Gov. Andrew Cuomo has announced new restrictions to make life tougher on New Yorkers with multiple Driving While Intoxicated convictions — their entire lives. The new rules permanently revoke the driver’s licenses of people convicted of multiple DWI offenses.

Before the law changed, if a driver’s license was revoked for DWI offenses, the driver could get his or her license back after a period of six months or more . The only permanent revocation was if the driver had two or more convictions of a DWI offense when an injury was involved.

Now, anyone who has five or more DWIs at any point in their life will never be able to get his or her license back. The same applies for anyone who has had three or more DWI convictions in the past 25 years and had one “serious driving offense.” A serious driving offense could include a fatal crash, 20 or more points on his or her license, or having two or more driving convictions in which five or more points were assessed. When a person with the requisite number of convictions applies for their license to be reinstated, the Department of Motor Vehicles will deny the application. if the driver had two or more convictions of a DWI offense when an injury was involved.

For those with three or four convictions but no serious driving offense, the DMV will add an additional five years to the statutory amount their license is revoked, or two years if the revocation was not related to an alcohol or drug offense. Once the license is returned, it will be a “restricted” license, limiting the driver to necessary trips, such as driving to work or medical visits. They will also be required to have an interlock on their ignition, testing breath for alcohol, for five years.

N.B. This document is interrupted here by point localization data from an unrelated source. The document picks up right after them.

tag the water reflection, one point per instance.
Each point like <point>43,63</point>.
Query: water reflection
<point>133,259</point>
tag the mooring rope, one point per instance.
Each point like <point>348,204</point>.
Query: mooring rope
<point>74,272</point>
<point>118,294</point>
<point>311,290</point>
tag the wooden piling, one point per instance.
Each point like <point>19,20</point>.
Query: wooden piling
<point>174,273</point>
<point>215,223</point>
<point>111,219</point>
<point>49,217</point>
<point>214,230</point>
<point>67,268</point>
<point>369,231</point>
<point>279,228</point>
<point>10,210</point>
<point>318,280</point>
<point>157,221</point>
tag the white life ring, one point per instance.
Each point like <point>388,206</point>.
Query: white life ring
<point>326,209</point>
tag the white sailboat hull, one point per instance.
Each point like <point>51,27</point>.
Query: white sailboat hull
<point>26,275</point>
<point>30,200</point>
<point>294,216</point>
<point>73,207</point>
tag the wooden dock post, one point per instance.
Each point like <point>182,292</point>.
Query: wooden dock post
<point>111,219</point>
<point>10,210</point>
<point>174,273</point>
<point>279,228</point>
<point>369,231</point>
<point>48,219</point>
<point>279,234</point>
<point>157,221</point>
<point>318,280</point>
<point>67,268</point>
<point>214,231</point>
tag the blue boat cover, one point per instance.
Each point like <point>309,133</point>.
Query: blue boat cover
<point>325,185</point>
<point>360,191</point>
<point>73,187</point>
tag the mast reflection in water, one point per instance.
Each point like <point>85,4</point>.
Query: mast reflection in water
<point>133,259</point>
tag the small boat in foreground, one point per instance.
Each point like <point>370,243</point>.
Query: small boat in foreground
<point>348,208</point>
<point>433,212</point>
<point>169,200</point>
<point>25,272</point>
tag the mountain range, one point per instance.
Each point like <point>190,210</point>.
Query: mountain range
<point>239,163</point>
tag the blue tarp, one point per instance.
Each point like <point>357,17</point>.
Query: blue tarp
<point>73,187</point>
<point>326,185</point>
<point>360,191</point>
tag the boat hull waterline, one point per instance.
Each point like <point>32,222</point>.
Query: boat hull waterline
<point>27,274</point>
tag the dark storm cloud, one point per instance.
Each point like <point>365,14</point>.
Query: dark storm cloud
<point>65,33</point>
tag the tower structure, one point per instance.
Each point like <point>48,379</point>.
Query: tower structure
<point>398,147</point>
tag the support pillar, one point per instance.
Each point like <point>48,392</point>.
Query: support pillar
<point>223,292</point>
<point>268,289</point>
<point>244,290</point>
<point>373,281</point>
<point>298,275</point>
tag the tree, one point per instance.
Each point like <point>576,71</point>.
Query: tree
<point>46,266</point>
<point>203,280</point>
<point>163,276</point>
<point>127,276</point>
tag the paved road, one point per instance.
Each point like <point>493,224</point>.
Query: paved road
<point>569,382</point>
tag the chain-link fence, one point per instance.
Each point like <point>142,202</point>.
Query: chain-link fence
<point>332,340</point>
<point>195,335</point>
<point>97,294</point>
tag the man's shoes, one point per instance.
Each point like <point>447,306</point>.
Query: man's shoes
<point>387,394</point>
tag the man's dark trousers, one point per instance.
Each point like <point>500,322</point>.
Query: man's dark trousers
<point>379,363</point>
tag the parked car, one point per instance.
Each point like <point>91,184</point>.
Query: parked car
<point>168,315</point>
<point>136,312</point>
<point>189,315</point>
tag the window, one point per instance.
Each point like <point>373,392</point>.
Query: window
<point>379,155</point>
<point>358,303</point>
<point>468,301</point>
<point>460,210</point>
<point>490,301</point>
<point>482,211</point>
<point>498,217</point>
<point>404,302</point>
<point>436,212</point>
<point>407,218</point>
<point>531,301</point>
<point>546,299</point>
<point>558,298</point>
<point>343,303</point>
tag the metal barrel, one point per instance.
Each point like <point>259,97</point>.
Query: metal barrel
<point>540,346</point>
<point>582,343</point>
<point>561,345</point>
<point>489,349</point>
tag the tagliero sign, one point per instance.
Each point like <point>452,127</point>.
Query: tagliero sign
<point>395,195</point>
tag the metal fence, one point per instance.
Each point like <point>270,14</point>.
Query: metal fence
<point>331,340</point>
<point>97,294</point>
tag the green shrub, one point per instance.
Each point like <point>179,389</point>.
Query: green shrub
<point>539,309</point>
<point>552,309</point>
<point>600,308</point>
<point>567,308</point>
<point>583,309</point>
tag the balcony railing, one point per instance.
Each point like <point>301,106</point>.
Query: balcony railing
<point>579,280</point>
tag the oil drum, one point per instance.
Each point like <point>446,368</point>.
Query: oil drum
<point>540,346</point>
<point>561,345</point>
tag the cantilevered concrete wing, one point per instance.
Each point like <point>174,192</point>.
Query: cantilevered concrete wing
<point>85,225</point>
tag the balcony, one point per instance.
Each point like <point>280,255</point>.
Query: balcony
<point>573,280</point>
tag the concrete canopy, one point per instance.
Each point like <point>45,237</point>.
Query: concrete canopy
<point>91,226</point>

Such severe restrictions make hiring an experienced DWI defense attorney all the more important for New Yorkers accused of DWI — and not just if it would be their fifth conviction. When the DMV now reviews the records of people applying to have their license reinstated, it looks at their entire lifetime record. So, if someone is convicted of their fourth DWI now, and 30 years later is convicted of a fifth, that person’s license would be permanently revoked. Or, someone could be convicted today of his third DWI in five years and quit drinking. Cut to 20 years later — bad driving leads to 20 points on his record, and he is in danger of losing his license forever.

It’s more important now to keep DWI convictions off your record. Hiring a criminal defense attorney, if charged, is your best bet to make that happen.